Assim, a pregação poderia seguir os seguintes passos:
1. Os anseios de nosso tempo e as falsas ofertas.
2. A oferta real: Jesus é o bom pastor.
3. Porque se doa em favor dos seus (11-13).
4. Porque cria relação de reciprocidade (14-18).
5. Porque dá segurança (27-30).
V — Subsídios litúrgicos
1. Intróito: Jesus Cristo diz: Eu sou o bom pastor. As minhas ovelhas ouvem a minha voz e eu as conheço e elas me seguem. Eu lhes dou a vida eterna (Jo 10.11a,27,28a).
Ou: Assim diz o Senhor Deus: Eis que eu mesmo procurarei as minhas ovelhas e as buscarei. Como o pastor busca o seu rebanho no dia em que houver ovelhas dispersas, assim buscarei as minhas ovelhas. Livrá-las-ei de todos os lugares para onde foram espalhadas no dia de nuvens e de escuridão (Ez 34.11-12).
2. Confissão de pecados: Senhor Jesus Cristo, há duas semanas atrás festejamos a tua Páscoa. Recordamos a tua vitória sobre a morte e nossa libertação de todos os poderes que nos dominam. Mas nessas duas semanas que se passaram houve momentos em que nos esquecemos dessa tua dádiva. Quando as dificuldades ficaram maiores, quando a morte com seus horrores se tornava presente, nós nos esquecemos de teu senhorio e confiamos mais em nós mesmos ou em outros senhores. Perdoa-nos a nossa falta de fé,
3. Oração de coleta: Senhor, Deus e Pai. Tua misericórdia não tem fim. Apesar de nos desviarmos de ti, tu sempre de novo nos congregas qual pastor, que reúne seu rebanho. Envia-nos o teu Santo Espírito para que ele nos ilumine ai nossas mentes e nos mantenha unidos. Deus todo-poderoso, tu és Senhor de eternidade em eternidade.

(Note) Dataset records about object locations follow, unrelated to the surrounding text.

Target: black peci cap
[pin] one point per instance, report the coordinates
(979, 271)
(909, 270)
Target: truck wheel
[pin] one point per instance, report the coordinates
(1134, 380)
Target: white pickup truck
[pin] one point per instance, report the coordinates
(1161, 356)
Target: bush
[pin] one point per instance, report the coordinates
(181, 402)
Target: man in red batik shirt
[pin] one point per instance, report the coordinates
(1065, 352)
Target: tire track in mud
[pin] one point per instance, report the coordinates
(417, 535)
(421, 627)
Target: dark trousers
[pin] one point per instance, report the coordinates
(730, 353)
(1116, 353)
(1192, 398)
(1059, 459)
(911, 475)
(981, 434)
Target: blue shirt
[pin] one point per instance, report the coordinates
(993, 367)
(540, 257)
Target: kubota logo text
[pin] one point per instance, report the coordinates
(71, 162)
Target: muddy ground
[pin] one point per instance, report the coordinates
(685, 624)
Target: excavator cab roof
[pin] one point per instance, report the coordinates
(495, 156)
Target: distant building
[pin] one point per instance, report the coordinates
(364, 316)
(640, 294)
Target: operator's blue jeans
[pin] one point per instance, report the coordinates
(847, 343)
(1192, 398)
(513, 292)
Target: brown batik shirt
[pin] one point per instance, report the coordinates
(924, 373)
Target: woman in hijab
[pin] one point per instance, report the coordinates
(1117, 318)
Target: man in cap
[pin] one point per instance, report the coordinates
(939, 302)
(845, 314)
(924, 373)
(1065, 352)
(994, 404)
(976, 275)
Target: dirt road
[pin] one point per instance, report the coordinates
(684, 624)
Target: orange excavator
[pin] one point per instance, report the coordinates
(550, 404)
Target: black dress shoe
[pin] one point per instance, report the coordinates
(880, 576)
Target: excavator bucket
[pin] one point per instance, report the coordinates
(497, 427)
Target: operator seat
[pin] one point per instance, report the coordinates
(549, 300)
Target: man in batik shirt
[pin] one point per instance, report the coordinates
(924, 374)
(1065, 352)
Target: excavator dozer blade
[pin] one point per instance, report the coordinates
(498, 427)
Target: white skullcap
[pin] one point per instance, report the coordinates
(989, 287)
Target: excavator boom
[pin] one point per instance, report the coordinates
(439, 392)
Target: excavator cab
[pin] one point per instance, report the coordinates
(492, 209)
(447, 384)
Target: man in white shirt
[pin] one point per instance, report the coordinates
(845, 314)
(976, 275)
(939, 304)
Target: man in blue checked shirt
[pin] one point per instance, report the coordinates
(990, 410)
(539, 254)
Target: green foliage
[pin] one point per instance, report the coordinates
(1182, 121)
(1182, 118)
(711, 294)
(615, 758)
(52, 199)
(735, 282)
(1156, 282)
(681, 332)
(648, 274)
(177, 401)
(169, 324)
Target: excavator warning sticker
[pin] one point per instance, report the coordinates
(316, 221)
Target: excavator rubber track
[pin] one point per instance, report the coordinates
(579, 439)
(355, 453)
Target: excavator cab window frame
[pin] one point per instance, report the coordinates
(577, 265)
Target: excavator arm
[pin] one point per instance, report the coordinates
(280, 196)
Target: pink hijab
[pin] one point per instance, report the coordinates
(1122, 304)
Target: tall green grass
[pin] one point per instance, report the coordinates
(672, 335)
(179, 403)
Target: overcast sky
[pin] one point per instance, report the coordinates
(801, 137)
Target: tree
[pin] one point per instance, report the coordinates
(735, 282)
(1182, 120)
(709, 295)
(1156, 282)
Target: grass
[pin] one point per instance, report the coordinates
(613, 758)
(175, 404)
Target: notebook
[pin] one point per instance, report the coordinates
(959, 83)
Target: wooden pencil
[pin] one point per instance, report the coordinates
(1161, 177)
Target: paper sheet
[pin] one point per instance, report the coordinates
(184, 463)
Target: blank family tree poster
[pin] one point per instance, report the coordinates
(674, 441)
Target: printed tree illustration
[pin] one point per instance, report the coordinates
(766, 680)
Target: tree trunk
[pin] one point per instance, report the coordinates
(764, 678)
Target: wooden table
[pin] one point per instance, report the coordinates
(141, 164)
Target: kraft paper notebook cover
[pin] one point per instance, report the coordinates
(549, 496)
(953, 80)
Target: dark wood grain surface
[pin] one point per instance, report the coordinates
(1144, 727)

4. Assuntos para a oração final: Agradecimento pelo senhorio de Jesus Cristo sobre o seu rebanho (retomar a ideia central da pregação). Intercessão: pela igreja – o rebanho de Deus; pelas demais igrejas – juntas formam o rebanho de Deus; pelos líderes da igreja – para serem bons pastores; pelas pessoas margi-nalizadas – que não se sentem integradas no rebanho.
VI – Bibliografia
– BOESEMANN, W. Meditação sobre Jo 10.11-16. In: Proclamar Libertação, v. 4, São Leopoldo, 1978.
– BULTMANN, R. Das Evangelium des Johannes. In: Kritisch-exegetischer Kommentar über das Neue Testament. 18. ed. Göttingen, 1964.
– DROOGERS, A. Religiosidade popular luterana. São Leopoldo, 1984.
– SCHULZ, S. Das Evangelium nach Johannes. In: Das Neue Testament Deutsch. v. 4. Göttingen, 1972
– VOIGT, G. Meditação sobre Jo 10.11-16 (27-30). In: Der Schmalle Weg. Göttingen, 1978.
– WENDLANG, G. STÖHR, M.Meditação sobre Jo 10.11-16. In: Predigt-Studien. v 1 1979.